Мусоргский подошел к шкафу с подносами и фаянсовыми чайниками в розанах, синих цветках. За шкафом, в тесном проходце, в потемках, стояла арфа Анны.
Он узнал потертый ремень, изогнутую волну железных струн. Струны пропылились, как в сером бархате, на горбатый верх накинута черная, тоже пыльная клеенка. И все это похоже на черный гроб.
"Оставила крыло, - почему-то подумал Мусоргский. - Оставила и ушла".
Он вспомнил, что никогда не был у Анны на Подъяческой. "Подъяческая, нумер шестнадцать", несколько часов согревали его надеждой.
Но уже на заднем дворе, со стенами, в потеках плесени, с мутными стеклами, забитыми тряпками, на железном крыльце в подвал прачки, куда указал ему дворник, он понял, что Анны здесь нет. Все же он сошел со ступенек в подвал.
В темноте пахло гнилыми досками, сырым бельем. С веревок свисало влажными привидениями тряпье, перекрученные черные чулки, точно зловещая обувь скелетов. С чулок сочилась вода. За рваными простынями виднелась склонившаяся тень старухи. Около нее, на полу, стояла свеча.
- Здесь живет Анна Манфред? - позвал Мусоргский, откидывая с брезгливостью мокрую, скользкую простыню.
Старуха оглянулась. Седые волоски торчали из носа, рот, изрезанный черными морщинами, был в сером пуху, точно забит паутиной.
- Здесь, - ответила она и разогнулась. Были отвратительны руки старой прачки, красные, в потрескавшейся сероватой коре, с негнущимися пальцами:
- Пожалте...
И по тому, как говорит старуха, он понял, что Анны здесь нет.
В чулане, куда он вошел, стояло корыто, перевернутая бадья, натянуты были веревки с темным тряпьем, сочащим воду. Он вдруг вспомнил рассказ Анны о сенатском чиновнике, тряпичной кукле, корыте.
- Андрюшка, смотри к Аньке пришли, - злобно крикнула старуха, отворяя дверь из чулана.
- Пожалте, пожалте ...
Она точно заманивала его со злорадством в западню или на мучительство, а он шел.
В другом чулане, угол отделяла ситцевая занавеска, висела ветошь на крюке, у русской печи стоял чан. В воздухе и здесь была мгла от намоченного киснущего белья.
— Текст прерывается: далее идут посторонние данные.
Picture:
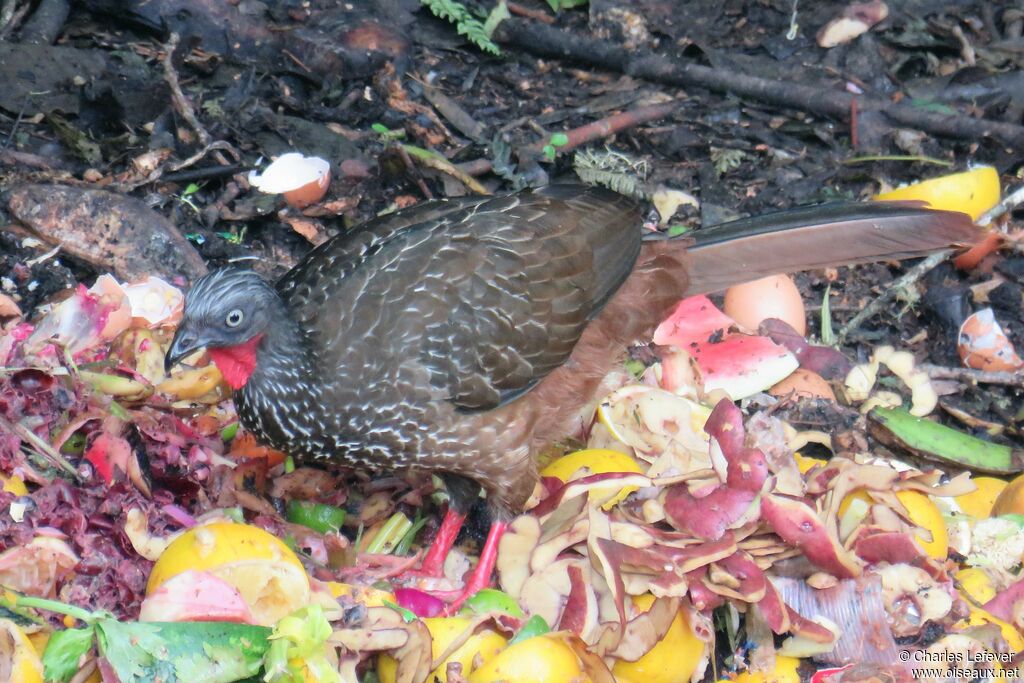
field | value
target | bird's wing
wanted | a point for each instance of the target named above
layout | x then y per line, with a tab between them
485	300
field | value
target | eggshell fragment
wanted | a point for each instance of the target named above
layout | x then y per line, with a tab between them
983	345
804	384
775	296
155	301
302	180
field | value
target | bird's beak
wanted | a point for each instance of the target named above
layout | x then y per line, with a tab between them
184	343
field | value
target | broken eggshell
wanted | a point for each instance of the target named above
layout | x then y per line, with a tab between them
303	180
774	296
983	345
155	301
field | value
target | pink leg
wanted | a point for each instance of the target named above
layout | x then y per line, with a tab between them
433	563
480	578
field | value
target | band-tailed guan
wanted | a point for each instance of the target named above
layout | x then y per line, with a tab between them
460	336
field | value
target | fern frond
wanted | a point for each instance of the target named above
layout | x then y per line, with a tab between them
465	24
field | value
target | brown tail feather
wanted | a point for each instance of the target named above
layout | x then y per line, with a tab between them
818	237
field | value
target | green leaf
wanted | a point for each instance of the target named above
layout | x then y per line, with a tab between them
896	427
300	636
557	5
465	24
559	139
407	541
497	15
492	600
64	651
185	651
389	535
317	516
228	432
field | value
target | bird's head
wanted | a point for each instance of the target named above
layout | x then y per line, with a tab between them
228	312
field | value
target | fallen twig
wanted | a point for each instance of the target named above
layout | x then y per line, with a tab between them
438	163
918	271
587	133
181	103
538	14
972	376
546	41
408	160
894	289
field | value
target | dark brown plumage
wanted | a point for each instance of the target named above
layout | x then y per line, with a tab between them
460	336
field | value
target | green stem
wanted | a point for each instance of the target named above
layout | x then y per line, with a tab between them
54	606
910	158
389	534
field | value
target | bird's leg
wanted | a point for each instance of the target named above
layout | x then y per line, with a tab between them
480	578
433	563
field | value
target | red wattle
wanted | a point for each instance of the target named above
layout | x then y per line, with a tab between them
237	363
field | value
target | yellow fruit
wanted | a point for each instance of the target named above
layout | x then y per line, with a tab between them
13	484
979	503
784	672
976	584
18	660
979	616
539	659
922	512
804	464
673	659
973	191
1011	500
371	597
597	461
443	631
266	573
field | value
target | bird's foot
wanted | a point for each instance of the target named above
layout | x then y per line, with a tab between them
480	578
433	562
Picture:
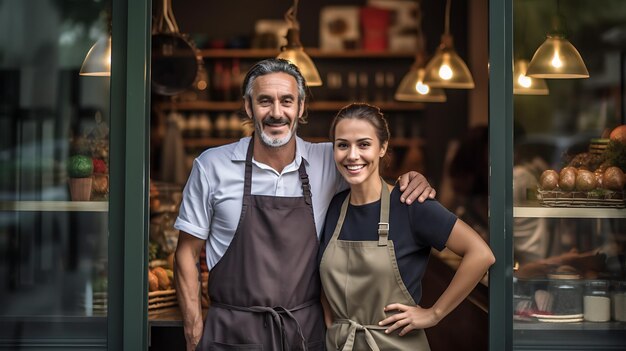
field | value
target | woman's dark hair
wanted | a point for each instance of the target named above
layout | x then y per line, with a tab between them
275	65
370	114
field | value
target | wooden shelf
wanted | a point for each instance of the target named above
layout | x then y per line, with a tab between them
312	52
212	142
55	206
333	106
565	212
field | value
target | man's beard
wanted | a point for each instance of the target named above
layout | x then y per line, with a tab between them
270	140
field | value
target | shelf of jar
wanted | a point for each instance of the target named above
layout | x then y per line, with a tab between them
524	325
212	142
333	106
55	206
533	210
312	52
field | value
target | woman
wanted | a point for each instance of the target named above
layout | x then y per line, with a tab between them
374	249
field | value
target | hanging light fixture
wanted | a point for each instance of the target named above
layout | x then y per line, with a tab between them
294	52
412	87
446	69
525	85
97	63
557	57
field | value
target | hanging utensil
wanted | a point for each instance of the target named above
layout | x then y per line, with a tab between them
175	58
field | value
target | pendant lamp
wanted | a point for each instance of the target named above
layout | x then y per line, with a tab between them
294	51
557	57
524	85
446	69
412	87
97	63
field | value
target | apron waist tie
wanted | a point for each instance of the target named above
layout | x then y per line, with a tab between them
354	326
277	316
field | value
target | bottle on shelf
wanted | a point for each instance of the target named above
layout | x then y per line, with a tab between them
390	85
221	125
234	125
352	86
193	125
363	87
217	92
379	84
204	125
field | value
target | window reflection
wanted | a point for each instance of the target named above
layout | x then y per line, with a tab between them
53	251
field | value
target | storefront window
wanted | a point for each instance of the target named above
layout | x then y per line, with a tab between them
569	227
54	166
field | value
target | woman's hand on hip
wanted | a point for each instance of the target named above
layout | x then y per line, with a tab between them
408	318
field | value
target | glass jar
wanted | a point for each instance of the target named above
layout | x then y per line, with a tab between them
597	301
567	298
619	301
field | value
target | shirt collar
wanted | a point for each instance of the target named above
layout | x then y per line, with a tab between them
239	153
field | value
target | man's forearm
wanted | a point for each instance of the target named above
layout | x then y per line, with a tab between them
188	291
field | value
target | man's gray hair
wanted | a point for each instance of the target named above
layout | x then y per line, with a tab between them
273	65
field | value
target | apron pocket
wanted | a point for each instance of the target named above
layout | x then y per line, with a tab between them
315	346
218	346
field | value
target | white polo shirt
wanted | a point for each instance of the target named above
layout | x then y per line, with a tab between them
213	196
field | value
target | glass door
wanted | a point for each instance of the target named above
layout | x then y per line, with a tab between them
54	174
569	216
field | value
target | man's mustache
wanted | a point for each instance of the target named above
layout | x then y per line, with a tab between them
273	121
У печи, на скамеечке, сидел тощий человек с остриженной головой в проплешинах, с дрожащими, укороченными руками, в какие он будто хотел захлопать, и не мог.
- Убогий, из больницы вернули, - сказала старуха. - А только все понимает, пожалте, извольте говорить, что вам надоть ...
Старуха привела сюда офицера и покричала сына, чтобы самой увереннее заговорить, наконец, о жилице:
- Нет ее у меня, Аньки этой, духа нет, а была бы, так выгнала бы с полицией. Дрянь, шлюха, как вам о стерве такой знать понадобилось. Она мне с прошлого мясопуста, дрянь эдакая, три рубли должна, так и пропала, не отдала, чтоб издохла. Подумайте сами, господин офицер, три рубли затеребенила. Я женщина больная, сын убогой, бейся, как хошь, а она три рубли ...
Старуха искренно и злобно заплакала, отдернула ситцевую занавеску:
- Вот ейный угол, пожалте, полюбуйтесь, шлюха, что оставила, насмешки одни, разве три рубли стоят? Старуха из угла выбросила на табурет узел. Там был лоскут газового платья с блестками, длинный облезлый мех, ворох цветного тряпья, рваные тонкие чулки, бусы, стеклянные, самые дешевые. Жалкое Анино наследство показалось Мусоргскому ворохом тряпиц, лент и пестрых лоскутьев, какие набирают для наивных игр дети.
Он отдал прачке все серебро из кошелька и долго обтирал о шинель руку, какую успела поцеловать своей мохнатой паутиной дрянная старуха.
После Подъяческой, он работал всю ночь. Он стал работать по ночам, до света. Так был им вчерне написан "Царь Саул" и "Иисус Навин". Чтобы забыться, он читал Библию, особенно пророков, всегда вслух, мерным голосом, точно псалтырь по покойнику. Тогда же он начал "Еврейскую Мелодию" и "Ночь".
Но он чувствовал после работы только раздражающую усталость, и все, им написанное, казалось ему каким-то тесным, затиснутым в простенок, бездыханным. Точно пыльная арфа Анны.
Ночью он часто лежал с открытыми глазами. Он думал, что Анна может придти в любое мгновение, - вот, позвонит, - и его ненужное, невыносимое одиночество кончится мгновенно.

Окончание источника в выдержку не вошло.